Scritto sui banchi

18 marzo 2008

segnali di fumo

Racconta Andrea Camilleri che quando era insegnante in un Regio Liceo Classico della sua Sicilia, ritenendo il suo stipendio insufficiente rispetto al lavoro effettivamente svolto, si faceva pagare a parte dai suoi studenti. Se questi avevano voglia di sapere come andava a finire un episodio dell’Illiade o l’esito di una guerra romana, dovevano sganciare: sigarette. E sempre, racconta Andrea Camilleri, i suoi studenti lo pregavano di proseguire. Più sigarette davano – all’epoca si vendevano sfuse – più imparavano.
Oggi anche lui finirebbe su You tube, nella stessa categoria del prof ripreso a fumare mentre spiega. Con questo aneddoto autobiografico, Camilleri non intendeva illustrare la sua nota passione per le bionde ma spiegava come alunni giustamente motivati – pagare se volete sapere – si predisponevano poi ad apprendere. Facendone esplicita richiesta.
Di segnali di fumo se ne vedono in tutte le scuole. I bagni sono così maleodoranti che quando un ragazzo torna in classe è sempre seguito da una puzza di nicotina, vi sono crocicchi di docenti sfumacchiano beatamente, e ripostigli di scope in cui bidelle e segretarie fanno una pausa sigaretta. Ovunque, naturalmente, campeggiano divieti di fumo.
Anzi, adesso che ci penso, nella mia scuola no. Però non si può fumare lo stesso perché è un luogo pubblico.
Un mio ricordo, ora.

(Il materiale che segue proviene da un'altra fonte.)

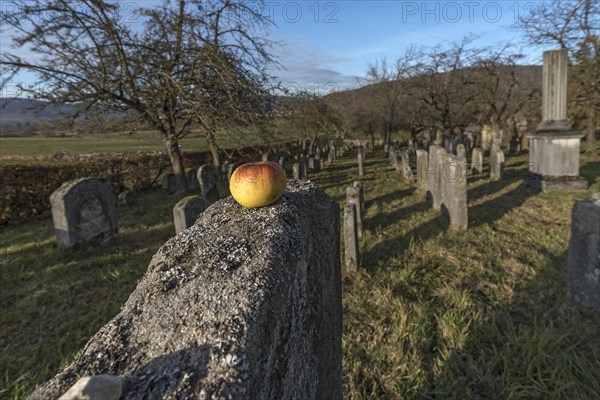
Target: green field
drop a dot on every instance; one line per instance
(431, 313)
(35, 146)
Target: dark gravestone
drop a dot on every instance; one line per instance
(583, 268)
(207, 179)
(245, 304)
(186, 212)
(84, 212)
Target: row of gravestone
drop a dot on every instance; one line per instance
(84, 212)
(443, 175)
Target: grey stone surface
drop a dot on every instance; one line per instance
(583, 268)
(434, 176)
(454, 191)
(350, 238)
(246, 304)
(191, 180)
(461, 151)
(207, 179)
(296, 171)
(422, 165)
(186, 212)
(127, 198)
(477, 161)
(96, 387)
(358, 185)
(169, 183)
(496, 164)
(84, 212)
(230, 169)
(360, 157)
(353, 197)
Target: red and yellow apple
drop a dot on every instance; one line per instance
(257, 184)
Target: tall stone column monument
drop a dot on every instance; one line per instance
(554, 146)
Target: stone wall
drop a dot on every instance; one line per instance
(244, 304)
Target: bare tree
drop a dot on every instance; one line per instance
(572, 25)
(311, 118)
(186, 62)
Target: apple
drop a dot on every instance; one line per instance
(257, 184)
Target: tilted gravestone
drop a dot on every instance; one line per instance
(186, 211)
(461, 151)
(243, 304)
(496, 164)
(169, 183)
(583, 268)
(434, 176)
(207, 179)
(360, 156)
(191, 180)
(477, 161)
(358, 185)
(350, 238)
(353, 197)
(454, 191)
(296, 171)
(422, 162)
(83, 211)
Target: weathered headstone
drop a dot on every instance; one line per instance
(350, 238)
(317, 166)
(230, 169)
(245, 304)
(360, 156)
(191, 180)
(127, 198)
(554, 146)
(186, 211)
(461, 151)
(422, 172)
(304, 166)
(83, 211)
(434, 176)
(95, 387)
(583, 269)
(353, 197)
(169, 183)
(296, 171)
(406, 169)
(454, 191)
(496, 164)
(207, 179)
(477, 161)
(311, 164)
(358, 185)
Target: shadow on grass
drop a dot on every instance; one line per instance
(537, 352)
(384, 220)
(384, 250)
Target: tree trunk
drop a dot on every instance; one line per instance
(214, 150)
(591, 131)
(176, 162)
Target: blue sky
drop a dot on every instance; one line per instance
(326, 45)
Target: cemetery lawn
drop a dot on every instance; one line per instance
(431, 313)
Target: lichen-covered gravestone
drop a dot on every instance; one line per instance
(583, 270)
(207, 179)
(83, 211)
(454, 191)
(186, 211)
(245, 304)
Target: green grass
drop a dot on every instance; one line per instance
(431, 313)
(35, 146)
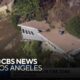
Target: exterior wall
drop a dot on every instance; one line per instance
(5, 7)
(39, 37)
(30, 34)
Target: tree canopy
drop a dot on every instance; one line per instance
(73, 26)
(27, 8)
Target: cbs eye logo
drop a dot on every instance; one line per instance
(4, 68)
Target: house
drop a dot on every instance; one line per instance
(40, 31)
(33, 31)
(5, 6)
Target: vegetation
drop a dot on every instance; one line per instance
(73, 26)
(28, 8)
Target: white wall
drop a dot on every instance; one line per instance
(31, 36)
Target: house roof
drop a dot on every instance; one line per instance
(66, 41)
(4, 2)
(40, 25)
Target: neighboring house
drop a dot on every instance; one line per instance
(5, 6)
(33, 31)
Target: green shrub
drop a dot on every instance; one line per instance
(73, 26)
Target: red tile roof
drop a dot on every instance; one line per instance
(40, 25)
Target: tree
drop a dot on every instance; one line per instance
(73, 26)
(27, 8)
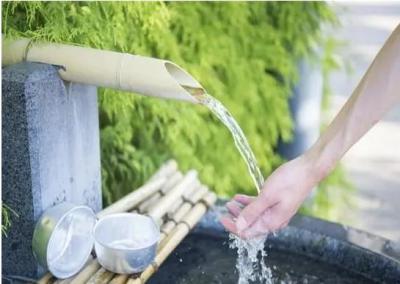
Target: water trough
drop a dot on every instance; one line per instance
(309, 250)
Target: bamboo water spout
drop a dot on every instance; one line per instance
(144, 75)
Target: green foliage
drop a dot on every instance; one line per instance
(6, 213)
(245, 54)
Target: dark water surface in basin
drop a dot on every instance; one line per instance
(206, 259)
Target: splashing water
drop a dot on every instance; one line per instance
(248, 264)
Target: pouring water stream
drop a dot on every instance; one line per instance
(247, 264)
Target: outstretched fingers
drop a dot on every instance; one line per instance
(252, 212)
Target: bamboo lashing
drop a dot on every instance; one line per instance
(176, 236)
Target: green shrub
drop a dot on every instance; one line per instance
(245, 54)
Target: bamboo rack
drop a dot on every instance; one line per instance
(174, 200)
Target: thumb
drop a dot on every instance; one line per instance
(251, 212)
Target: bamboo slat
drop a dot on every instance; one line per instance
(187, 183)
(178, 214)
(124, 204)
(182, 200)
(158, 210)
(102, 276)
(172, 181)
(176, 236)
(155, 183)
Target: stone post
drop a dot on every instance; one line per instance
(50, 148)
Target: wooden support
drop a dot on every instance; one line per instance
(176, 236)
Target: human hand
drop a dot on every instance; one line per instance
(281, 196)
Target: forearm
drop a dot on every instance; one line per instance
(377, 92)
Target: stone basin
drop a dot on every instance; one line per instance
(309, 250)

Il primo giorno di lezione una ragazza mi ha tagliato la strada, uscendo all’aula con la sigaretta accesa che ha poi lanciato sportivamente nel cortile. Quasi priva di esperienza, sono tornata a casa furiosa e ho scritto una lettera al preside chiedendo almeno di posizionare i posacenere nei corridoi. Pensava fosse una boutade e ne abbiamo parlato con garbo. Da non fumatore, mi ha spiegato che il divieto di fumo a scuola è difficile da far rispettare perché i prof fumano e dunque gli alunni si rifiutano di obbedire ad un “fate come dico io ma non fate come faccio io”. Giusto. Però il posacenere nel bar della scuola l’ho portato da casa, perché sino ad allora le cicche si schiacciavano nelle fessure delle finestre. Ed è l’unico dell’istituto.
Stessa scuola, sei anni dopo. Il corridoio in cui sono posizionate le mie classi ha la forma di ferro di cavallo. Frequentemente mi capita di incrociare un collega che fuma insieme agli studenti affacciati a una finestra (e presumibilmente le cicce le buttano giù) mentre dall’altro lato un altro collega tuona: “Spegnete le sigaretteeeee! Qui venite per studiare, non per fumare!!!!”. Sovente le due scene si svolgono in contemporanea, e tutto ciò rende abbastanza schizofreniche le nostre mattinate.
Anche a me non piace che si fumi a scuola, detesto vedere gli estintori zeppi di cenere e mozziconi con i segni di rossetto, mi sento offesa dalle centinaia di sigarette che si accumulano in cortile a fine mattinata, e fino a qualche tempo fa chiedevo, con cortesia, ai ragazzi in corridoio di allontanarsi, di andare fuori, dove si formano quotidianamente splendidi angoli di fumatori e di fumatrici, assai graziosi da vedere. Sembra di essere in un villaggio vacanza. Poi ho smesso anch’io. Di rimbrottare. Quando ho scoperto che nel luogo più sporco e schifoso della scuola, quello in cui le cicche sono a terra, sul pavimento spazzato vanamente più volte al giorno dalle bidelle, ci fuma solo una persona. Ed è un adulto. Né a lui, né a nessun altro dei miei colleghi avrò mai il coraggio di far spegnere una sigaretta. E allora non lo faccio più – o quasi – neanche con i ragazzi. Continuo a chiedere di posizionare dei posacenere, ma mi sento rispondere che sono illegali e che potremmo, per questo, persino finire su you tube.